Hi %%FIRSTNAME%%, Do Personalized Emails Really Help Open Rates?
A handful of years ago, everyone in email marketing was singing the praises of personalizing email subject lines and copy. Granted, most were doing so with little or no data to back up their claims, but the use of personalization, in many marketing circles, was strong. I remember shopping for an email provider and seeing that as one of the key selling points. Now? Not so much.
So, in the Stash this week, we did a very simple analysis to see how resorts emails were doing when personalization was used in the subject line. Remembering how the use and acceptance of the practice may have been 5 years ago compared to how it is now, I decided to break up the data set into the last three years:

Now, the sample wasn’t huge (not many resorts are using this feature), only about 600,000 recipients total, but the trend that shows up is definitely intriguing.
Done and Dusted
Now, to be honest, I thought personalization had run it’s course, that the tool was too dull to even bother pulling out of the shed. What I’m wondering if either:
- I was right, but it’s been dead long enough that people have forgotten about it and it’s regained it’s previous strength
- Or I was wrong, and once again my marketing myopia didn’t let me see how “normal” people behave, and personalization has always worked
Either way, this data makes me want to do a split test and give personalization another chance.

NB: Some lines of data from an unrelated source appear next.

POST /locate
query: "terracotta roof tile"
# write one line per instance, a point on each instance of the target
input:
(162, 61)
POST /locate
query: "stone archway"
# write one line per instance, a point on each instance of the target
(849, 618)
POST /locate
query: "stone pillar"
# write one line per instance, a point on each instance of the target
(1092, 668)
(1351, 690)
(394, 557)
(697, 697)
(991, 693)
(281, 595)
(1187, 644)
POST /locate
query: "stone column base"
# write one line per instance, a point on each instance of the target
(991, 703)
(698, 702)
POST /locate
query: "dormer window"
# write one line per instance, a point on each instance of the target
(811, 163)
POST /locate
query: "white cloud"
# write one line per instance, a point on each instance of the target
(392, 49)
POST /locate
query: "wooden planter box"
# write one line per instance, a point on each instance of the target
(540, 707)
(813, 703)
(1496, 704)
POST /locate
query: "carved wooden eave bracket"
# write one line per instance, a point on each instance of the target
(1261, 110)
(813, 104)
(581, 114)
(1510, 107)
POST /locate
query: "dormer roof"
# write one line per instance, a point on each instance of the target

So much so, that I did. On one of my old projects I had an email list of 5,100 people. So I did a quick split test where I personalized both the subject line “{!name}, Five Fast Answers to…” and copy, “Hey {!name}, I often get…” and looked at clicks-per-send (total clicks/total sends).
- Personalized Email: 2,545 sent, 160 clicks = 6.3% click rate per send
- NON-Personalized Email: 2,547 sent, 137 clicks = 5.4% click rate per send
- Personalized: 16.8% more clicks
The trend holds in this test. Now, I guess it’s up to you to try a personalized email and see how it goes for your list.